And what is truly odd is that Gardner remained a believer in God ?
A real horse laugh is due for CSICOP’s “scientific investigations”.
Bottom line I think it was nothing but a group of bullies then
and even more so now.
David Halperin says
Yet there is good stuff on their website–Joe Nickell’s article on the Flatwoods monster, for example. I agree with Truzzi: they serve a useful function. Only they ought not to claim to be detached and unbiased.
On Gardner’s belief in God: to my astonishment, there’s no trace of it in his exchanges with Truzzi. Where he mentions religion, he seems contemptuous of it. (And both worry about the implications of the devout Jimmy Carter winning the presidency in 1976.)
Michael E Brown says
I will have to pass on this book, though I was a long-time reader and enjoyer of Gardner’s book reviews, essays, and annotations.
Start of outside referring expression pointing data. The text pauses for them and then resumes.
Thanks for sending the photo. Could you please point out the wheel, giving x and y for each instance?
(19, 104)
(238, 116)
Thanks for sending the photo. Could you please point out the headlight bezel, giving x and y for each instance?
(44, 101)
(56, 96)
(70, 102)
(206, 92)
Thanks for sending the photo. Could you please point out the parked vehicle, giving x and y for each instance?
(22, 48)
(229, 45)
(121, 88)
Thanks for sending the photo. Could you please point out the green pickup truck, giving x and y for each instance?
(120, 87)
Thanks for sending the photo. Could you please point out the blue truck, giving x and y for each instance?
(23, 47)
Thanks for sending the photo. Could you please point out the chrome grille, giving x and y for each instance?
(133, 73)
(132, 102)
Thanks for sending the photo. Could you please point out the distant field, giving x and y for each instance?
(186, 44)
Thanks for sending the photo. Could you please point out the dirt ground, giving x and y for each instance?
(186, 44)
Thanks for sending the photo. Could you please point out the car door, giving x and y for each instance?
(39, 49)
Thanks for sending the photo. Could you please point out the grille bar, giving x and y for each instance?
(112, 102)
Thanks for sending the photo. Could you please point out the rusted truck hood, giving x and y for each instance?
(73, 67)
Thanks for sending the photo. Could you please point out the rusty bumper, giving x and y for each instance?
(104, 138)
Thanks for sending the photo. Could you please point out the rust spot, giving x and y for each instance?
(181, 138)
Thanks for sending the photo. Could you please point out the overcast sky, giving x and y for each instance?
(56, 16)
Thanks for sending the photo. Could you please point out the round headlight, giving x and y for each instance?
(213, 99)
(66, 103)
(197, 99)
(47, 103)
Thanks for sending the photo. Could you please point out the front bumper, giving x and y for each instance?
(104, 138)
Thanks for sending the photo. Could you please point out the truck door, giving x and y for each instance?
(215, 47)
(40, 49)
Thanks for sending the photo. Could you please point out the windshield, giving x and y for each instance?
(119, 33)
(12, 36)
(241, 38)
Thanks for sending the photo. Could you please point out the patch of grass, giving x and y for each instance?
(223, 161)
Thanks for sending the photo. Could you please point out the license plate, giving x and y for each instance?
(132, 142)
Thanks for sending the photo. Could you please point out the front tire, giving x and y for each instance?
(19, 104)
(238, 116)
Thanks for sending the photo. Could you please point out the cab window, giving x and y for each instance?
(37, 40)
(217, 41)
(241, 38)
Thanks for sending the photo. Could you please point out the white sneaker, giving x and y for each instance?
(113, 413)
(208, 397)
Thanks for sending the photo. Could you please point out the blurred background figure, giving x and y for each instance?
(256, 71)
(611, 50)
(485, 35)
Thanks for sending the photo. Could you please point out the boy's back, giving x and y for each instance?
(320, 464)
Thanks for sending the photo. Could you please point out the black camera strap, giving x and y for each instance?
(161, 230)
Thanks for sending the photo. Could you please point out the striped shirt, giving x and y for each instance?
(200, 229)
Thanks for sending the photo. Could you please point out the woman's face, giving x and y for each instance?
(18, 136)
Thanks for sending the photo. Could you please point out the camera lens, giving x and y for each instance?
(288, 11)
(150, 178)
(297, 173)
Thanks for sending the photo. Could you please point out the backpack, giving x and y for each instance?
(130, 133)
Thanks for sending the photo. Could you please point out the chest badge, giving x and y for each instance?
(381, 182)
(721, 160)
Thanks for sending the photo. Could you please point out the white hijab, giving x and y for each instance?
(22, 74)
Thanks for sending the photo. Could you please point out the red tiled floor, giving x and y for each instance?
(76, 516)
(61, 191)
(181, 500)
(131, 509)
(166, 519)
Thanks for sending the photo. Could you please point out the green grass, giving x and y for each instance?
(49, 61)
I wonder if he found a sort of objective purity and divinity in the mysterious workings of mathematics that could not be found in the messy human activities — rife with politics and ambition (along with real wonder and compassion) — called “science” and “religion”.
I think Gardner considered himself a deist of sorts who eschewed organized religion. Once humans started defining religion to work according to rules and logic like science, he found another target to debunk.
To debunk in favor of what, though? Just to make mistaken people look foolish? Did Gardner have a higher purpose?
I’m mystified as to why Truzzi kept on over the years — what did he hope to accomplish? If he had a reason, he probably dared not reveal for fear of being horselaughed in the face by Gardner.
For some reason, talking of Gardner and what to spend time on, this quote from William Hazlitt sprang to mind: “Without the aid of prejudice and custom, I should not be able to find my way across the room.”
David Halperin says
And what do you make of Gardner’s admiration for G.K. Chesterton?